For the most part, I’ve begun to realize, it is people who make those moments. Jea and Andrea’s flat didn’t feel like home. Getting drinks with them, having a meaningful conversation, returning to a shared apartment, as I had done so many times with my best friends at Dartmouth — that was home.
For the past three days, I’ve been at peace hiking in the Alps, intrigued by topographical changes; how the trees shrink at higher elevations until only moss grows (and grows prolifically). I’ve been challenged on my runs by the sheer vertical fortitude of the landscape and humbled by nature’s intractability. At the same time, I’ve been inspired by the simultaneous efforts of other hikers, runners, and mountain bikers to engage in the seemingly straightforward but utterly exhausting challenge of moving their bodies upwards in space and then, with slightly less effort, back down. I’ve been satiated in the most surprising and delicious way by Tiroler Speckknödel (local bacon and bread dumplings) from an Alm (Austria mountain lodge) that I stumbled upon during one of my hikes.

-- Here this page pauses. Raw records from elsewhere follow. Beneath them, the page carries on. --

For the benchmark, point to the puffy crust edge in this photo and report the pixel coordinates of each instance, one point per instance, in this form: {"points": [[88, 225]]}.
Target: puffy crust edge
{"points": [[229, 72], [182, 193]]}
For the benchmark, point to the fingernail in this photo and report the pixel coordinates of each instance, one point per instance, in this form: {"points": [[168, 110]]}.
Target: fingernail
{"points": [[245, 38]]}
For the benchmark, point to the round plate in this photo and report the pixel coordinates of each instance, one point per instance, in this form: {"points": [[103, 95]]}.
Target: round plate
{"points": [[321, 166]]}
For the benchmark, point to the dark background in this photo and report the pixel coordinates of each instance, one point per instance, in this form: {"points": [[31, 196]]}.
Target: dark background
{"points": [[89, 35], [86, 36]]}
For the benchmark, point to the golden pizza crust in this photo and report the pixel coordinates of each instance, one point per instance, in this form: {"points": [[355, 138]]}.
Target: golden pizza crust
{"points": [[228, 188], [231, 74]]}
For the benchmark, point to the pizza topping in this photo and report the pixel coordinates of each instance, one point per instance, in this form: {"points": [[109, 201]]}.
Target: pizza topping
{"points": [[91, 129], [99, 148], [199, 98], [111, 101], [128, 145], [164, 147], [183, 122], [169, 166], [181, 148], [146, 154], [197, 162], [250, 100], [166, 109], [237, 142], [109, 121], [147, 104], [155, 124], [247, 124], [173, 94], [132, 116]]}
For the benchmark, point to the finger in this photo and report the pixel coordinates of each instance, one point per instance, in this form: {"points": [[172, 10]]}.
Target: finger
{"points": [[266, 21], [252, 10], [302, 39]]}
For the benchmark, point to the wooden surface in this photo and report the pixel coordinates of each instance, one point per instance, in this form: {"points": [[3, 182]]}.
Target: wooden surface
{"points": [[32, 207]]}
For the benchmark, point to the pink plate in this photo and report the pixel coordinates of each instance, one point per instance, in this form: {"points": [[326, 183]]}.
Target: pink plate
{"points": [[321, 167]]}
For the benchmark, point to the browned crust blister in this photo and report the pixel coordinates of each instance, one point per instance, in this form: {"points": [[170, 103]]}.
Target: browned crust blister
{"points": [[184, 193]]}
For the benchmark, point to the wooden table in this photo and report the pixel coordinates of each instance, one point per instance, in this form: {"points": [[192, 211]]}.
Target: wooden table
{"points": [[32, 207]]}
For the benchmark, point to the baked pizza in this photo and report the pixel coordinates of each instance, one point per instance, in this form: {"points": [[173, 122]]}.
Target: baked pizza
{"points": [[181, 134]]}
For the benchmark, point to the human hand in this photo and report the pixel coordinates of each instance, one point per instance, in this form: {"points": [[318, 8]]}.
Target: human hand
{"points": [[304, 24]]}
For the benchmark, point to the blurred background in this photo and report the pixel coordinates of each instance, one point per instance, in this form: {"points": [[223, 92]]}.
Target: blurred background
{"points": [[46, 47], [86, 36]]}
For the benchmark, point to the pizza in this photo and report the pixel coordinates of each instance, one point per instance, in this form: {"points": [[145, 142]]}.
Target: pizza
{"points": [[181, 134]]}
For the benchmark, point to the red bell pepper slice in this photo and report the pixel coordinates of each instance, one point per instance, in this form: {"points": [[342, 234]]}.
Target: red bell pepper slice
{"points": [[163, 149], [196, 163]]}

But for the most part, I’ve been lucky. Lucky to still have a functioning Nikon camera despite sporadic thunderstorms, omnipresent fog, and fumbling my camera more than once. Lucky to recover from whatever viral pathogen plagued me earlier in the week (thank you Speckknödel). But also lucky in ways that feel more existential. I only met Jea and Andrea because I decided, after reading a few Airbnb reviews, to apply to stay with them. I only went to Tyrol in the first place at the recommendation of a friend (who, as luck would have it, I will see in a few hours once I arrive in Zurich). I only went on that first fabulous hike up Hafelekarspitze because of a break in the rain. So much of life, I’ve begun to think, isn’t what we plan, but what we choose to embrace.
So, the Jam Study. It's famous. Consumer psychology and whatnot. Basically, two psychologists sold jam at a Bay Area supermarket. For a time, they displayed six jams, and then for another equal period of time, twenty-four. It turned out people were more likely to stop and sample the jam when there were 24 jars on display, but they were ten times more likely to buy jam from the 6-jar display. Why? Because of “decision fatigue.” Every decision takes energy. We like to feel like we’ve thought things through. Completely. But energy is finite. Most things are.
While traveling by myself, I’ve experienced decision fatigue. Where to go? When? Where to stay? What to eat? How to get there? Side-note, but figuring out public transport in a new place where I don’t speak the language is currently the bane of my existence and weirdly, inexplicably empowering. But choices. Yes. I’m limited by budget, but beyond that and not getting seriously injured, I'm beholden only to myself. I'm more or less free to pursue whatever I believe will make me happy. So I should go here or do "X" because that will make me happy, right? But what about place Y and thing Z? The problem with happiness is you can't really prescribe it, not with a high degree of certainty anyway. Happiness, I've come to believe, is about letting go of what you can't control and embracing what you have. Happiness is going for a hike when the rain stops. Happiness is choosing a jam and loving the hell out of it while it lasts.